Cela n’a pas empêché que le sceau de l’anonymat absolu entoure la cérémonie qui a eu aujourd’hui dans le vieux cimetière de Monaco, sous un soleil azuréen, alors que dehors, la ville continuait tranquillement à faire fonctionner son tissu industriel de Fontvieille dans un bruit assourdissant mêlé à celui de la circulation. La veuve Pouabou a été oubliée par les "autorités" de son pays de naissance.
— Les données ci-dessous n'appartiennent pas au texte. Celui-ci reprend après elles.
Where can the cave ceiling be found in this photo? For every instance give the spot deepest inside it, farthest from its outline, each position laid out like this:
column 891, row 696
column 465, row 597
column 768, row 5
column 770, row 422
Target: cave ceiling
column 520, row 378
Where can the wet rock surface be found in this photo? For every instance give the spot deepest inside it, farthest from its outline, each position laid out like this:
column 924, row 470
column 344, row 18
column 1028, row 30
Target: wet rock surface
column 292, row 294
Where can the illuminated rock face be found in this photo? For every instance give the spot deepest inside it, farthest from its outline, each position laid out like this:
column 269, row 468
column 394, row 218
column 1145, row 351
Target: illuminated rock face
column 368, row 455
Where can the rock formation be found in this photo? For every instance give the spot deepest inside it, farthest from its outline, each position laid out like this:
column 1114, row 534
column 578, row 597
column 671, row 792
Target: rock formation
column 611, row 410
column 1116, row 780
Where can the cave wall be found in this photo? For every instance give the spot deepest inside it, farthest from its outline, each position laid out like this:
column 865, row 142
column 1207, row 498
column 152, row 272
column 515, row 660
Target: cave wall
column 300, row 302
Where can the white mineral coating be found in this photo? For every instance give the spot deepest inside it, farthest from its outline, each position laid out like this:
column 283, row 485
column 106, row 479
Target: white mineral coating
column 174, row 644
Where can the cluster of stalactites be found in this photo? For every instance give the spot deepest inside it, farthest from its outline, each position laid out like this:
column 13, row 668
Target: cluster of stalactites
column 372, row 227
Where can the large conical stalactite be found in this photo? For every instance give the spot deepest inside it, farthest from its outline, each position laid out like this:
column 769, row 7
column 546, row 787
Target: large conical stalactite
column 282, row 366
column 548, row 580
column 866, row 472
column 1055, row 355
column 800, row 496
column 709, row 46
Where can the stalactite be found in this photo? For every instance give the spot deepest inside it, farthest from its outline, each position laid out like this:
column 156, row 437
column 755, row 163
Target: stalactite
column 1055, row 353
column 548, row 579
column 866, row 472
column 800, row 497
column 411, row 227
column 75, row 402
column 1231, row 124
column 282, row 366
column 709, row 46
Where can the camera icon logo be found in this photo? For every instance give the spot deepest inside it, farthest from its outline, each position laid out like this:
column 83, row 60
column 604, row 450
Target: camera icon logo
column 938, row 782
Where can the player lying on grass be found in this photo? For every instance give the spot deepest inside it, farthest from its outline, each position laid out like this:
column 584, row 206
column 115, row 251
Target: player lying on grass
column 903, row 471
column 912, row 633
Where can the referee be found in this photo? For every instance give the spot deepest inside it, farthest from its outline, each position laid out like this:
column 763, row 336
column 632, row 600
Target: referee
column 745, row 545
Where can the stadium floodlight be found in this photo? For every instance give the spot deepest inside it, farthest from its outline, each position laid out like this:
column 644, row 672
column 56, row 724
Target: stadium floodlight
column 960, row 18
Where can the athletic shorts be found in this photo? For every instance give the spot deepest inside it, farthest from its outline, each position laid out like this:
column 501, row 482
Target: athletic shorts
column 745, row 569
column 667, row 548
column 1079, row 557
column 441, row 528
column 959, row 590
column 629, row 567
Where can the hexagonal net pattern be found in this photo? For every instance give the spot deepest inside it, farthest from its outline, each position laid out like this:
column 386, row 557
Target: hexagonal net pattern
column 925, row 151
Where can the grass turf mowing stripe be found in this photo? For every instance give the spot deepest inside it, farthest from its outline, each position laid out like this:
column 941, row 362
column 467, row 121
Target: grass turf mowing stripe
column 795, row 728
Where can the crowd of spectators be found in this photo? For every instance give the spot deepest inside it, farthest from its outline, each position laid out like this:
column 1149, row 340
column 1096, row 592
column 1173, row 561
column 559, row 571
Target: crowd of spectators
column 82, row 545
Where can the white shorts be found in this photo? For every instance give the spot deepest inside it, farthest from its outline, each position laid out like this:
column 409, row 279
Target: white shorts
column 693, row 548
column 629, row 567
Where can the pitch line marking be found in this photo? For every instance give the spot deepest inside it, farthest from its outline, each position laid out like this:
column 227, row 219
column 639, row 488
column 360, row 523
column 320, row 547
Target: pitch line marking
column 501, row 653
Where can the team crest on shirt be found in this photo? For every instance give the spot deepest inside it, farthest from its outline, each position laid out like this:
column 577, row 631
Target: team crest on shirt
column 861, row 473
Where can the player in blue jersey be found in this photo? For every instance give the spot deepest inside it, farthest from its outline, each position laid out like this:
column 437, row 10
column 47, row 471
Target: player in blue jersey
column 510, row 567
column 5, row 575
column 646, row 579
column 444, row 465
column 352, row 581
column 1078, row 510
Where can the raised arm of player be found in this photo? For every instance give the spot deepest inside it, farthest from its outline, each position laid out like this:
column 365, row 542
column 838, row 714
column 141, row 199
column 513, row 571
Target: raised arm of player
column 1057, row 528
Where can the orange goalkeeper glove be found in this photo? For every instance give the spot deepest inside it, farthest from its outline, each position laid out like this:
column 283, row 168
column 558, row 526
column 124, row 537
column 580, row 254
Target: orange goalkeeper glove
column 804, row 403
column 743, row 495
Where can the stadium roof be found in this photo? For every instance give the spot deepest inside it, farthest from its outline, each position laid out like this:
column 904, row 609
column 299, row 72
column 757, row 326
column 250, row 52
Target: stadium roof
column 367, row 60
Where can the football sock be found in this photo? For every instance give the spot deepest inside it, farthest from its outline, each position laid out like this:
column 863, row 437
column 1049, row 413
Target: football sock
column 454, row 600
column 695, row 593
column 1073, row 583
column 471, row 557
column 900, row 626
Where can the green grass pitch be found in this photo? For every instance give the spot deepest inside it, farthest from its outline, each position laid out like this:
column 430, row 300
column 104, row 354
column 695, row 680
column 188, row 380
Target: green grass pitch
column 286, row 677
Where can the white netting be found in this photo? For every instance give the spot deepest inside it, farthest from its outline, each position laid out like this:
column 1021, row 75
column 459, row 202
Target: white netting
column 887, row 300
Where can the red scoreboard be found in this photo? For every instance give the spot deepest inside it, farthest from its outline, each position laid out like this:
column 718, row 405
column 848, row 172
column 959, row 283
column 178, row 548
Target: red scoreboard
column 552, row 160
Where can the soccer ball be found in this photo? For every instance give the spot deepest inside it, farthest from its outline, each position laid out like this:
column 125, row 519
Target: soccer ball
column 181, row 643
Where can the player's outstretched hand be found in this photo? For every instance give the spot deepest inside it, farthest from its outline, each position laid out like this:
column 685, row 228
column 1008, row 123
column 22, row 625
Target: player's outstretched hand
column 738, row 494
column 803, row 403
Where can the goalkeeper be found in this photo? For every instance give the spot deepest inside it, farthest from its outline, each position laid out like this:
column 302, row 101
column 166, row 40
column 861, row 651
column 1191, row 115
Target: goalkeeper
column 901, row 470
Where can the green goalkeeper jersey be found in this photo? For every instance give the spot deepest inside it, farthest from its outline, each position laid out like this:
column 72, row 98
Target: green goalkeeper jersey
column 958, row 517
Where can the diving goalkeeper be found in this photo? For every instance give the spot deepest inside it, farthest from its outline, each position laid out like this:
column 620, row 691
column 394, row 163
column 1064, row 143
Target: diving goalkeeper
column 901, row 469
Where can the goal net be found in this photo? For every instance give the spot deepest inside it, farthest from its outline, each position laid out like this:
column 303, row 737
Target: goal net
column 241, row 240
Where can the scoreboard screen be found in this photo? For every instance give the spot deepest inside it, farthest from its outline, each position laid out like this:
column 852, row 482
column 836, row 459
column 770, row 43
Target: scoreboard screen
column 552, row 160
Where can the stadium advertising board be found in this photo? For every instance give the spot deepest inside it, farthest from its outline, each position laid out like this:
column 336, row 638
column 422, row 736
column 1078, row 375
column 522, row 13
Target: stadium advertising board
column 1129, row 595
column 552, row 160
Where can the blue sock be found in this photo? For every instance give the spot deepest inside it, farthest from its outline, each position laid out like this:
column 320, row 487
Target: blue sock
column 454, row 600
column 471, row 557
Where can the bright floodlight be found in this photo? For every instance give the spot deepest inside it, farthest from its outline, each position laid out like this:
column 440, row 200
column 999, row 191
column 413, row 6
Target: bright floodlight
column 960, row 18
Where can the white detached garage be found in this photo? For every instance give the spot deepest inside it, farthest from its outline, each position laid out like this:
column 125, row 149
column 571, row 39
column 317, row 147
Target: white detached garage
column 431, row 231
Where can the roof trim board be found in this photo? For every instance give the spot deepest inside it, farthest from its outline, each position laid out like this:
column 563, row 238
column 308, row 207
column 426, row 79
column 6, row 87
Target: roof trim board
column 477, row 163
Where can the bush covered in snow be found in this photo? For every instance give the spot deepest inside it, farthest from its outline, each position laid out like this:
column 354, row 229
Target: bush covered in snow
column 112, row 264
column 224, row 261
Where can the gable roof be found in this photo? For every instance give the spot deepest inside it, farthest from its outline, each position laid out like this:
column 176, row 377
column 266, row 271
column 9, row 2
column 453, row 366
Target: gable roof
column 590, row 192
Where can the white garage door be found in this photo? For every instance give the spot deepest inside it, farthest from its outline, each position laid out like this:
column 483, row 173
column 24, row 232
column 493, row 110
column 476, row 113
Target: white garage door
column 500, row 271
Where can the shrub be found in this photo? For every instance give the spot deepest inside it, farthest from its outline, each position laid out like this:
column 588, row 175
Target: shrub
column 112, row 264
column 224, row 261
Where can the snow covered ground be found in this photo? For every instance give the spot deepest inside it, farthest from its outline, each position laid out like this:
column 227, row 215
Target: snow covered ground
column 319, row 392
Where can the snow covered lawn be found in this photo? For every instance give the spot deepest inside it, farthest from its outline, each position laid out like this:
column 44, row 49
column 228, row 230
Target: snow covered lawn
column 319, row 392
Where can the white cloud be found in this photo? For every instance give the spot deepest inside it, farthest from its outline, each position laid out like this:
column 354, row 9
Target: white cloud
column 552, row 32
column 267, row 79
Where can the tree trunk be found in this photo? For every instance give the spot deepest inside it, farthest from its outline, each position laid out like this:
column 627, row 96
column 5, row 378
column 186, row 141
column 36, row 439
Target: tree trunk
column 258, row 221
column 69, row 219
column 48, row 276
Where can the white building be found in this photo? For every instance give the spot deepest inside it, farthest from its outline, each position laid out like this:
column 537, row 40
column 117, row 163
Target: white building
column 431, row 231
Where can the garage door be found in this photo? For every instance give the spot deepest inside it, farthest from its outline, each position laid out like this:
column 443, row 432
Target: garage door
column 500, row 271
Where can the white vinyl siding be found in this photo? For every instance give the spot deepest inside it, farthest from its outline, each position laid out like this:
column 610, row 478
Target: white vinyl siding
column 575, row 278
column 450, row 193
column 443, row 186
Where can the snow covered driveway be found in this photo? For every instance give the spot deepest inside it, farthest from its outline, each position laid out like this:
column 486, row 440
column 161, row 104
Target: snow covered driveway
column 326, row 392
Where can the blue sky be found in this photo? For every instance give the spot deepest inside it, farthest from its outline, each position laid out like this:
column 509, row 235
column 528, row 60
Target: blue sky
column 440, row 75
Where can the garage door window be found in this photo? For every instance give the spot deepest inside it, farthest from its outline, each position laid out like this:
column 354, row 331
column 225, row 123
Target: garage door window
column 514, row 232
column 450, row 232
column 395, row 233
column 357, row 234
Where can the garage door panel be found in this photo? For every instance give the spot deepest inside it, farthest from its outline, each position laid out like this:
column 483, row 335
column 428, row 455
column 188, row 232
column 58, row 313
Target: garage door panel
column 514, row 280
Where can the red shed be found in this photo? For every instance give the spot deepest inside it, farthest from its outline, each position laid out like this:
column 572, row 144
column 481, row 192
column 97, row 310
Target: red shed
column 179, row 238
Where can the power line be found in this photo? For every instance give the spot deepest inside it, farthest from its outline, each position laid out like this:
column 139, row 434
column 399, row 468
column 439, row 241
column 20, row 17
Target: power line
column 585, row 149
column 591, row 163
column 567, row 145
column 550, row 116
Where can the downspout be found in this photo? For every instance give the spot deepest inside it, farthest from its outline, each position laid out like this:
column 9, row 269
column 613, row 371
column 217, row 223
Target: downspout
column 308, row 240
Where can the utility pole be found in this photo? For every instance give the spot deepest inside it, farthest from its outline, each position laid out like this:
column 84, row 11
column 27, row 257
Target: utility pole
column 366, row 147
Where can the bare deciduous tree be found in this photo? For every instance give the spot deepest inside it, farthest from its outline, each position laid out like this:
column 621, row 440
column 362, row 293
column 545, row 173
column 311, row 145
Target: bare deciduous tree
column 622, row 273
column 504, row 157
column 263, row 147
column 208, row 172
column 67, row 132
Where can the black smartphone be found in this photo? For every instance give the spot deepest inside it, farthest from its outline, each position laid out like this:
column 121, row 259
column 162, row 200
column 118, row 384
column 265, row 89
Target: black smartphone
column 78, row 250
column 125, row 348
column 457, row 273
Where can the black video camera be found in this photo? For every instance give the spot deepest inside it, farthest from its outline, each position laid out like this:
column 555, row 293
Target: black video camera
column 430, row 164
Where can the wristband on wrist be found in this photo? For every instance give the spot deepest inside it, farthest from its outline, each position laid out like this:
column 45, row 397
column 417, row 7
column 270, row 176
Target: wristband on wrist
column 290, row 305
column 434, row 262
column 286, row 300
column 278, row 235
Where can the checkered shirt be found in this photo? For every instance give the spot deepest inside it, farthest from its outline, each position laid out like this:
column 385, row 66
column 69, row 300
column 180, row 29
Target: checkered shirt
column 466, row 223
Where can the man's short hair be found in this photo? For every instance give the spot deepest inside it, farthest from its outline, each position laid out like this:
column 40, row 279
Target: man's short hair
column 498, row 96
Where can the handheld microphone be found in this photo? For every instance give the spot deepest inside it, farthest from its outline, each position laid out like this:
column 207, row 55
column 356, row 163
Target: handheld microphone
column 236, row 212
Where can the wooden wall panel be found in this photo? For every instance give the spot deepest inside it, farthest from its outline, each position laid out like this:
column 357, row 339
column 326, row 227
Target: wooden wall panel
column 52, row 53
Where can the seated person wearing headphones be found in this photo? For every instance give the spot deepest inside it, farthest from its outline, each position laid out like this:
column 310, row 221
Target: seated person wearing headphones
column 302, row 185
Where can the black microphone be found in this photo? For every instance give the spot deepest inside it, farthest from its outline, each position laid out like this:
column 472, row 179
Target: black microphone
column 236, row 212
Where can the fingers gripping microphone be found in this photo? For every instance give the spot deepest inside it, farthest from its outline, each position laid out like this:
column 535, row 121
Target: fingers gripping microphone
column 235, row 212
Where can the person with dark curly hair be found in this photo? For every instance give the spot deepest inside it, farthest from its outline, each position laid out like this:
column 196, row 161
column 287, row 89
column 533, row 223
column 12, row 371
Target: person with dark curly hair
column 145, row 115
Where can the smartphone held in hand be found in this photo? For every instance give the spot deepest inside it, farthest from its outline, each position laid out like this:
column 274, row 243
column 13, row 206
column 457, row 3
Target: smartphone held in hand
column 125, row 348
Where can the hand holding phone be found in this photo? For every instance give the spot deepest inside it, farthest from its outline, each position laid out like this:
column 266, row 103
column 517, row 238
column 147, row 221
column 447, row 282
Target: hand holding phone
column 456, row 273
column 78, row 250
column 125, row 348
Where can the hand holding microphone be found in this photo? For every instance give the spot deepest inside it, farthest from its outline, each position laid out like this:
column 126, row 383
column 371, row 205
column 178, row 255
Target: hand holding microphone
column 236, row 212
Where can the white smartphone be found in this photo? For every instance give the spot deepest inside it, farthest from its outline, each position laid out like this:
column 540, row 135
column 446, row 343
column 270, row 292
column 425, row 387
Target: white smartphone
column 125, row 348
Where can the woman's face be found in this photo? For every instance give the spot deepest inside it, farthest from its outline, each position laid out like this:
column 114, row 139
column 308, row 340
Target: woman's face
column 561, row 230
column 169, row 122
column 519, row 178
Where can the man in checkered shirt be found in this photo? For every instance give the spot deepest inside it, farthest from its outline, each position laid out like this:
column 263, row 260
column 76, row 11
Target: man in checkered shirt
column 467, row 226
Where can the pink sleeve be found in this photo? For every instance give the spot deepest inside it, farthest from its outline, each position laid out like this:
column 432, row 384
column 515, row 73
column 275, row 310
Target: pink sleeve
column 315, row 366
Ce voile de l’anonymat se trouvera peut-être consolidé par le lourd manteau de l’oubli car personne ne saura dire si la coutume de rédiger ses mémoires a été observée par cette grande dame que notre histoire culturelle compte parmi les premières femmes intellectuelles du Congo, conclave de l’intelligence féminine dans lequel il faut intégrer, entre autres figures savantes, des homo academicus comme Aimé Gnali, Blanche Gomez, Marceline Fyla, etc.

Résurrection

Fort heureusement, le mystère de l’évangile nous commande et recommande à plus d’espérance. Le pasteur Cady a été clair dans son homélie : « Tout ne s’est pas arrêté ce vendredi 8 mai 2009. Au contraire cette rupture est un défi jeté au sort, au même titre que le geste de Jésus ressuscité, sorti du tombeau trois jours après avoir été enseveli. »

Ayant redynamisé sa foi, Sophie est partie en pardonnant à tous ceux qui lui ont rendu l’existence difficile. Cela ne saurait être autrement : là où le péché abonde, la grâce surabonde.

Non, elle n’est pas morte. Elle dort. Sophie Mavoungou survit dans la mémoire des siens et de la nôtre, dans l’attente de la Résurrection, selon Les Ecritures.